Ron Fournier, please pick up the white courtesy phone, the IRS is calling...
The true reason for the author being frustrated is that he can not lie about the ACA anymore. He cannot effectively urinate on the LoFo's (low information voters) legs and tell them it is a spring shower, anymore, without being called out.
Is getting sick defending Obamacare covered by Obamacare?
The reason for the high cost of healthcare is the connection...and then government’s intrusion...get back to free market and prices would drop.
Naive? Stupid would be a better description.
From Wikipedia:
Ron Fournier (born 1963) is an American national political journalist currently of the National Journal. Fournier had previously served as Washington bureau chief at the Associated Press (AP) until leaving in In June 2010.

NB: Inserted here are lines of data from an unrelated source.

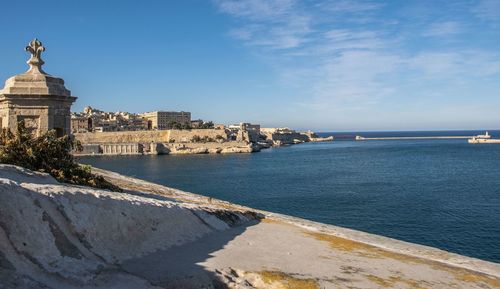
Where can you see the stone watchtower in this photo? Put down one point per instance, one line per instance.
(37, 98)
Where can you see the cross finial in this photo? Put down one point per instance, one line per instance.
(36, 48)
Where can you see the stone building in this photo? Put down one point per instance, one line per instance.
(36, 98)
(163, 119)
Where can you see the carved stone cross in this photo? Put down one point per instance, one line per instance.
(36, 48)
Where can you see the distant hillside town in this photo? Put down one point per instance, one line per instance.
(41, 103)
(95, 120)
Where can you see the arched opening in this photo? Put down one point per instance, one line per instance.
(59, 131)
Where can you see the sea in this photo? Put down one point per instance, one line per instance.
(439, 193)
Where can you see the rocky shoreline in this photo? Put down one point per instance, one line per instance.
(56, 235)
(195, 141)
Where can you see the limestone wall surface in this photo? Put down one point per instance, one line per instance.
(59, 236)
(149, 136)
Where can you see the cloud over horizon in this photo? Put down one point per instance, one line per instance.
(348, 56)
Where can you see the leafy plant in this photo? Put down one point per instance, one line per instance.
(49, 154)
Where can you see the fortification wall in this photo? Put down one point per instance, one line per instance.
(165, 136)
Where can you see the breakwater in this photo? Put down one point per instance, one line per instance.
(450, 186)
(360, 138)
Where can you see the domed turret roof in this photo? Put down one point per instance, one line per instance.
(35, 81)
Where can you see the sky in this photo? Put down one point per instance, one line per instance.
(325, 65)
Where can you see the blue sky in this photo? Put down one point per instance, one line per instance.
(311, 64)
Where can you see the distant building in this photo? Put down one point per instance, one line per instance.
(80, 124)
(164, 119)
(100, 121)
(245, 132)
(196, 123)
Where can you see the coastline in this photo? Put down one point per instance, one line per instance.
(393, 246)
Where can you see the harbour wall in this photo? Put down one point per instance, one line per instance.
(148, 136)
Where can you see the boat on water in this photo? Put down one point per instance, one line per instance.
(483, 138)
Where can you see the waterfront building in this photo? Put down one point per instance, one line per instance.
(100, 121)
(245, 131)
(196, 123)
(164, 119)
(80, 124)
(36, 98)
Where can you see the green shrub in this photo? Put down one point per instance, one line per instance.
(49, 154)
(196, 138)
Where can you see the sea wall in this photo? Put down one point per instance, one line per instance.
(57, 236)
(148, 136)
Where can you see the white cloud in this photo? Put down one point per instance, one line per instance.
(349, 6)
(256, 9)
(443, 29)
(488, 10)
(357, 66)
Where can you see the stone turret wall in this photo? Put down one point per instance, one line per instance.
(160, 136)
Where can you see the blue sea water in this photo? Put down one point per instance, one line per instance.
(440, 193)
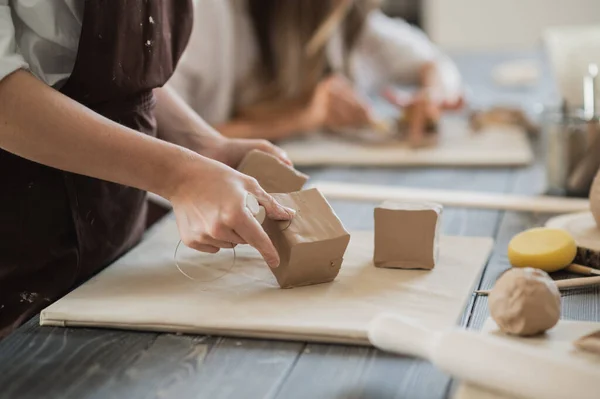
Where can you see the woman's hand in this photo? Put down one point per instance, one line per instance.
(232, 151)
(209, 201)
(336, 105)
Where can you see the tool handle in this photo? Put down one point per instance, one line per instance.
(584, 270)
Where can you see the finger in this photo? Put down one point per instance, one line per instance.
(213, 242)
(229, 237)
(273, 209)
(202, 247)
(251, 231)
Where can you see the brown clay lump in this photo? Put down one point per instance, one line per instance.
(524, 302)
(312, 246)
(273, 175)
(406, 235)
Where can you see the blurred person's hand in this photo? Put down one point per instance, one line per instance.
(336, 105)
(423, 108)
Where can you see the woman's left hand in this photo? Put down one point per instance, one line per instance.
(232, 151)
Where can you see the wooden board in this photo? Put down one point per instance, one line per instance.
(145, 291)
(556, 343)
(466, 199)
(582, 227)
(458, 146)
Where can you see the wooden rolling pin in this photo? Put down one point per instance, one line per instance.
(492, 361)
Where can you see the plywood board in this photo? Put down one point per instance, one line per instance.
(556, 343)
(466, 199)
(144, 291)
(458, 146)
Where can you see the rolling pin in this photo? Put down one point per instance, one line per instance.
(491, 361)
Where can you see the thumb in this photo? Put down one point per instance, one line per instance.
(273, 209)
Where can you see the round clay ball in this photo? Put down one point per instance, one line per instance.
(525, 301)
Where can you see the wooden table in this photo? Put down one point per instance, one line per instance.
(40, 362)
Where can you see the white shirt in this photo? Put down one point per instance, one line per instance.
(40, 35)
(212, 74)
(43, 36)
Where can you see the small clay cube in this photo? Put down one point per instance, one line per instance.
(273, 175)
(406, 235)
(312, 245)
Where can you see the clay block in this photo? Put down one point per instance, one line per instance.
(273, 175)
(406, 235)
(312, 246)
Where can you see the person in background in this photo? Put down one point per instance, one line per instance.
(275, 68)
(86, 130)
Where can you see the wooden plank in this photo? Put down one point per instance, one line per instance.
(185, 366)
(467, 199)
(352, 372)
(40, 362)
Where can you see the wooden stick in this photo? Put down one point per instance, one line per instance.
(326, 30)
(562, 284)
(466, 199)
(583, 270)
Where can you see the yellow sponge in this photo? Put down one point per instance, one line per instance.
(542, 248)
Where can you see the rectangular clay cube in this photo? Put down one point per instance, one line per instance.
(406, 235)
(273, 175)
(312, 245)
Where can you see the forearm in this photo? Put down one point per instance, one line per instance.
(42, 125)
(270, 127)
(179, 124)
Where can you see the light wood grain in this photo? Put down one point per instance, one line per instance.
(497, 146)
(466, 199)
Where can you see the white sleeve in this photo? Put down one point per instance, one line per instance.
(10, 59)
(391, 50)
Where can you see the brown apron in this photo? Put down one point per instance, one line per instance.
(57, 229)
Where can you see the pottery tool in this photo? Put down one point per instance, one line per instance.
(211, 271)
(324, 33)
(584, 229)
(589, 343)
(494, 361)
(465, 199)
(542, 248)
(550, 250)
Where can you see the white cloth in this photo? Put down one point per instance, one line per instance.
(143, 290)
(223, 48)
(40, 35)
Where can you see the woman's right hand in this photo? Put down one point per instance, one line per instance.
(336, 105)
(209, 201)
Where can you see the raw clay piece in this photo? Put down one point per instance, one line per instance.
(273, 175)
(406, 235)
(312, 245)
(525, 302)
(589, 343)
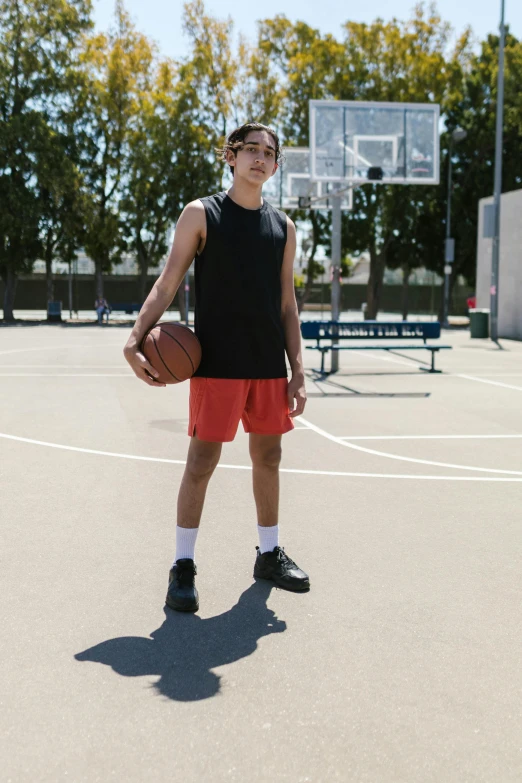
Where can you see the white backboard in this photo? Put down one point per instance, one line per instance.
(399, 141)
(292, 179)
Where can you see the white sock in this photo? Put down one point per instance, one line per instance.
(185, 542)
(268, 538)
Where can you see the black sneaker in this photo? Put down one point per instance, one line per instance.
(182, 594)
(278, 567)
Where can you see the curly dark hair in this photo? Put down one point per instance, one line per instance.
(236, 141)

...In May 2008, Fournier was named the acting Washington bureau chief, replacing his “mentor” Sandy Johnson. Since taking over the position, Fournier has led a dramatic shift in the AP’s policy, moving it away from the neutral and objective tone it had become known for and toward a more opinionated style that would make judgments when conflicting opinions were presented in a story.[4]
Why? Both the employees and employers are happy with it.
I'm with you, Blood of Tyrants... Why should the link between "work" and "things you can buy with money you earn working" be broken?